How do you know this Q-MAP™ platform will work (for designing and developing novel drugs)?
Consider designing and building a top-level Formula 1 race car. You don’t just slap some tires and an engine on a chassis then enter it into the Grand Prix. Each component of the car is meticulously designed and extensively tested before being assembled into something that can roll. Even once assembled, engineers test the car as an integrated whole in various scenarios and under various conditions. Only after full testing and evaluation does that race car make it to the track vying to go all out to cross that finish line ahead of the others.

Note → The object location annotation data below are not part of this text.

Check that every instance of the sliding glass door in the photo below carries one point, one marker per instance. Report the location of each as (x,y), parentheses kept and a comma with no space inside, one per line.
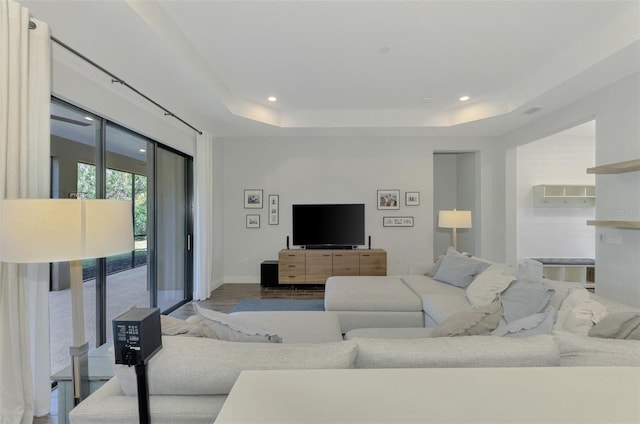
(173,228)
(128,165)
(94,158)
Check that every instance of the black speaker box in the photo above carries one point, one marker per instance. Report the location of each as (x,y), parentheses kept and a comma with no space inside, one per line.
(269,273)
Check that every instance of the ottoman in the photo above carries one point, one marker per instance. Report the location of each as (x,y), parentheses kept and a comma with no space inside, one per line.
(297,326)
(372,302)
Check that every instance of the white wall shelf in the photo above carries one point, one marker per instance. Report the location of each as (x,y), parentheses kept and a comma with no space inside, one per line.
(616,224)
(616,168)
(564,196)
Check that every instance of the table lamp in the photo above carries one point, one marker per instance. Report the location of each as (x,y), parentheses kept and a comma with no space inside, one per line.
(55,230)
(454,219)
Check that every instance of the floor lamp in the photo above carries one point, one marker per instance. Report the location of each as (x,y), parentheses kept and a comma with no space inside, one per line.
(454,219)
(61,230)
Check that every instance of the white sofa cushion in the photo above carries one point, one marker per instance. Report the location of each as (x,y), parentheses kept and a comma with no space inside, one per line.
(579,312)
(201,366)
(297,326)
(439,307)
(108,404)
(370,293)
(452,352)
(421,285)
(541,323)
(583,351)
(621,325)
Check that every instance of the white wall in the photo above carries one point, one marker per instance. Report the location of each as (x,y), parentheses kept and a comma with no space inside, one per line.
(616,110)
(555,232)
(335,170)
(455,186)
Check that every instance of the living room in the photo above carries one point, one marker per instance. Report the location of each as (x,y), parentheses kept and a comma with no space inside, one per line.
(322,159)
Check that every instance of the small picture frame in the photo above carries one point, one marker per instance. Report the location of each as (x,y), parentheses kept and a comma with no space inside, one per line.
(253,221)
(388,199)
(253,199)
(397,221)
(274,209)
(412,198)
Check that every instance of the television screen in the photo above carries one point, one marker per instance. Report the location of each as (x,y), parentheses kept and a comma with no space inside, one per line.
(340,225)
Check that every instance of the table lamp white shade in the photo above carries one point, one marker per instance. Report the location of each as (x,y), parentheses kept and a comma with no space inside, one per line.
(454,219)
(54,230)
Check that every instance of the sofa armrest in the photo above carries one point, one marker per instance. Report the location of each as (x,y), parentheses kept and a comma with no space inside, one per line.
(109,404)
(420,268)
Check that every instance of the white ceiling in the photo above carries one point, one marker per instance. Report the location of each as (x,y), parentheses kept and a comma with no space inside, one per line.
(355,67)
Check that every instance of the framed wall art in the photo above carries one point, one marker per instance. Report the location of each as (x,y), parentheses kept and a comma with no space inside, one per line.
(397,221)
(388,199)
(253,221)
(412,198)
(253,199)
(274,209)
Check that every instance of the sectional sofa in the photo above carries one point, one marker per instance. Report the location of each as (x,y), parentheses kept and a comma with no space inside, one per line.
(191,376)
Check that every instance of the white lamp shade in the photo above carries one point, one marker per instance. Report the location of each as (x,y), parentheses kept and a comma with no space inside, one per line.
(53,230)
(454,219)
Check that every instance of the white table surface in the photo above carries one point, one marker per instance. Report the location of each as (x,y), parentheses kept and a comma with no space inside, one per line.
(573,395)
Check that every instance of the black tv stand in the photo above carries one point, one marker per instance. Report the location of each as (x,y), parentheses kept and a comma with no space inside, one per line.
(330,246)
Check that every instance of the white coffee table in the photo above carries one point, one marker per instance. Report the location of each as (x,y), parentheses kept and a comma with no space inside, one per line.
(438,395)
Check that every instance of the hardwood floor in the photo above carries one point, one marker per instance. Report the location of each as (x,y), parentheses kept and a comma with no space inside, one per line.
(222,299)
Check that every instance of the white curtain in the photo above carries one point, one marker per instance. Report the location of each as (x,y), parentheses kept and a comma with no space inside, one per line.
(25,90)
(203,228)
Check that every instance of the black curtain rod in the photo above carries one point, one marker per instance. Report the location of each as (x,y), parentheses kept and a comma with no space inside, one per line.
(115,79)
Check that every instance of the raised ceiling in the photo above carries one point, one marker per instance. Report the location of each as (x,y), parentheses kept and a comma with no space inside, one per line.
(355,67)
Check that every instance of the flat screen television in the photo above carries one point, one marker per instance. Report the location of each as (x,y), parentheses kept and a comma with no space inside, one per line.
(328,226)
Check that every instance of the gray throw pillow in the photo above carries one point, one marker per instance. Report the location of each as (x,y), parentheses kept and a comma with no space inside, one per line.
(525,296)
(458,269)
(171,326)
(621,325)
(532,325)
(475,321)
(436,266)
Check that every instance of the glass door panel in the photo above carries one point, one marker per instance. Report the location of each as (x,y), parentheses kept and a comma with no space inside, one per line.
(172,223)
(127,171)
(75,136)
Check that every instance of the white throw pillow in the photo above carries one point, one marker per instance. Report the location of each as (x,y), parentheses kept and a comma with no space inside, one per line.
(234,328)
(486,287)
(579,313)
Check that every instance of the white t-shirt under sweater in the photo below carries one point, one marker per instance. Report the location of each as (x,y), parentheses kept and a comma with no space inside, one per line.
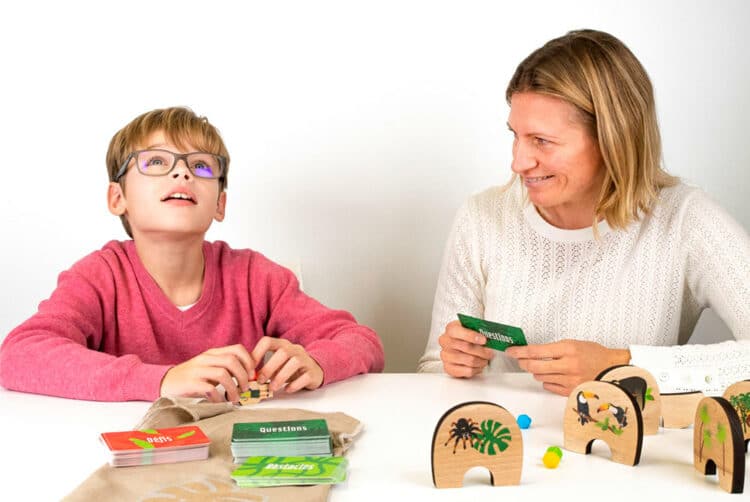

Spektron’s Q-MAP™ is very much like a race car. Different components, built separately, fit together to make a complete platform. We can engineer and test these components individually before we integrate them. Then, we can assemble and test the platform as a whole. For example, consider our system for creating a molecular design space as the steering system of the race car. Can we use it to point a chemist in the right direction given our targets and anti-targets? We will test that in various scenarios and for various therapeutic targets. Consider our machine learning models as the high-powered engine. We provide it with high-octane fuel in the form of data, curated and annotated, and tune it precisely for the race. We stress test each model ensuring that it is robust and tuned explicitly for its purpose. Do the models provide the right inferrential and predictive power?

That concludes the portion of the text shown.